Потом она перестала смотреть, подавив в себе первый интерес к подобного рода открытиям. Было противно и без этого малонужного ей знания. Она просто хотела быть как все, даже имея эту проклятую нездоровую конечность. Однако не получалось, как Ева ни старалась. А потом и стараться перестала, видя никчёмность собственных усилий. И нашла промежуточный выход — сосредоточилась на ученье, за короткий срок сделавшись пятёрочницей. А попутно урокам пыталась всяким образом развить собственный мозг. Запоминала даты, формулы из органической химии, высказывания интересных людей, до каких сумела докопаться, роясь в скудной детдомовской библиотеке. Вот только никто ей так и не сподобился объяснить, чьи слова и мудрости из выисканных ею знаменитостей достойны запоминания, а какие, пропустив через голову, можно смело выпустить обратно на вольный ветер.

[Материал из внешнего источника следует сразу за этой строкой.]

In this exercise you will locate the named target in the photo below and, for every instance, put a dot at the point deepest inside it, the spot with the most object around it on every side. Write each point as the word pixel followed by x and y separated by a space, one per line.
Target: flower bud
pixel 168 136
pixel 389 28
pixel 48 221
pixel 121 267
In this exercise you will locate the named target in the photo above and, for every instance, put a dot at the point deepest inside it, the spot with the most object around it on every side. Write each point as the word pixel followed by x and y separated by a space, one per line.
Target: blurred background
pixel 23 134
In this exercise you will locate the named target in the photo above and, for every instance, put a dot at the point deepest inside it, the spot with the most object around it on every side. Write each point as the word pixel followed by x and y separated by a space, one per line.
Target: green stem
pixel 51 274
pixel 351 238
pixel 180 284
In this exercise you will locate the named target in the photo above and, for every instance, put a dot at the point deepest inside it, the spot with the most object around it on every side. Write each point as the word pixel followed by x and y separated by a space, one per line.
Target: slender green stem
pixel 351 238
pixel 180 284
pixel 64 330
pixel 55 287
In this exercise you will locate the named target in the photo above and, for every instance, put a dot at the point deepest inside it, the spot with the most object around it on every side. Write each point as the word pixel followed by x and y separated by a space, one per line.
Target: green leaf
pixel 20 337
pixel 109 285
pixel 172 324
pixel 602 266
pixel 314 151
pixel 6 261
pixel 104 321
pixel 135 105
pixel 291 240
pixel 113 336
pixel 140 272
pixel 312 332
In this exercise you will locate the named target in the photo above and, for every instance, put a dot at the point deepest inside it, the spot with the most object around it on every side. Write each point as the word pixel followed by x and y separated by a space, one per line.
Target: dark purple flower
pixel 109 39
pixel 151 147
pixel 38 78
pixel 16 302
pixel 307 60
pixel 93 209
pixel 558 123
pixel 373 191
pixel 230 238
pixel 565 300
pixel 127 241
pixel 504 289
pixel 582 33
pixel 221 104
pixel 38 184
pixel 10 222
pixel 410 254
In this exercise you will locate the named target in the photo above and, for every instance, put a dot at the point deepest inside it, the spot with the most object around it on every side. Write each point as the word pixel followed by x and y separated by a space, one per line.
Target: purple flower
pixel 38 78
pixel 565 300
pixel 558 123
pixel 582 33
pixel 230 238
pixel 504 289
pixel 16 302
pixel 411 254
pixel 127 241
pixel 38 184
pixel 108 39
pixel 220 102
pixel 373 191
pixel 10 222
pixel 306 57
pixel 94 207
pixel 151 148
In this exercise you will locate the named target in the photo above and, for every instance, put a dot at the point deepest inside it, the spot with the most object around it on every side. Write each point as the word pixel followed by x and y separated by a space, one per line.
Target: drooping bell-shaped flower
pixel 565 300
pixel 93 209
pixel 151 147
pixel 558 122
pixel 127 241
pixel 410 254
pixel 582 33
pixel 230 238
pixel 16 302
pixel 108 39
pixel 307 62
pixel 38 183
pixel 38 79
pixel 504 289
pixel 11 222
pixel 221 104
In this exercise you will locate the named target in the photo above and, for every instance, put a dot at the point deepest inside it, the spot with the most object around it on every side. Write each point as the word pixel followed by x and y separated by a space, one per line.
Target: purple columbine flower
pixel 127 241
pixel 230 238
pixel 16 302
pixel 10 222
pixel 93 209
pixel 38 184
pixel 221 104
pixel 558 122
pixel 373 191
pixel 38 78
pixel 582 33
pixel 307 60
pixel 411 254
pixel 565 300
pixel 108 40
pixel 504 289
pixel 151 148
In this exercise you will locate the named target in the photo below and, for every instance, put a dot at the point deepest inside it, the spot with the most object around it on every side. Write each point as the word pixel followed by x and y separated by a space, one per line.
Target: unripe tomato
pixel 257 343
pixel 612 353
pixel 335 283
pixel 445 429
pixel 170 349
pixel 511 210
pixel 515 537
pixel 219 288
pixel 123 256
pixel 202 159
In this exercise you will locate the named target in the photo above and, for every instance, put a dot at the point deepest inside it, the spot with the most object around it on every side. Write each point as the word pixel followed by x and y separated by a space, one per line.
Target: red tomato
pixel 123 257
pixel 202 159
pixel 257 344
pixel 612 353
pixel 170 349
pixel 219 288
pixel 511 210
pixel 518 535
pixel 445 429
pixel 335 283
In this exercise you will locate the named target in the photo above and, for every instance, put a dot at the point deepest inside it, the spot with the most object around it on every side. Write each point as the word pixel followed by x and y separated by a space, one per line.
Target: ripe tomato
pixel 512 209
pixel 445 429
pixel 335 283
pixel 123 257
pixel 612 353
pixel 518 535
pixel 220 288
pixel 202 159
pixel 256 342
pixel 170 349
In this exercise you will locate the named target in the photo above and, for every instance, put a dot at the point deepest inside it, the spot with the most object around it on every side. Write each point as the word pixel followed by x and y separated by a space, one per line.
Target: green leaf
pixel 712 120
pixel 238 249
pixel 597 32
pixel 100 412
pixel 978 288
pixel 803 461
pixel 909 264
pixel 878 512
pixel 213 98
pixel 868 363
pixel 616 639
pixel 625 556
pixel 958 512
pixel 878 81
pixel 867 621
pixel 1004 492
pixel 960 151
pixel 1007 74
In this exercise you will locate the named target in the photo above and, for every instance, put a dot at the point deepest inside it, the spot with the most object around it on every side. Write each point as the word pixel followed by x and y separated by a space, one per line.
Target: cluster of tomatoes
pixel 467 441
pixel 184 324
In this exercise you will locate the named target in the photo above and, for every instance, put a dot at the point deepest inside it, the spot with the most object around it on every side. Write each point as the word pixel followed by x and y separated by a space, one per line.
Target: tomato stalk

Так и шло: с пятёрками за ученье и без взаимности от пацанов. С особым знанием, но без всякого его применения. С ясной картинкой, хотя и увиденной без надобности.

Позже особость та окрепла, набрав пронзительно ясной силы, и сделалась почти безошибочной, хотя чаще была непроверяемой. В какой-то момент, когда воспитанница Иванова ощутила себя окончательно отдельной от тех, кто был и жил рядом, разделял с ней кров и пищу, она не раз пыталась зайти в собственное прошлое, засечь там малейшее движение в любую сторону, выискать, выщупать, обнаружить даже малые тени призраков ближних и дальних, могущих поведать ей хоть частичку глубоко сокрытой правды, крупицу своей же истории, высветить сполохом быстрой надежды хотя бы долю знания о себе.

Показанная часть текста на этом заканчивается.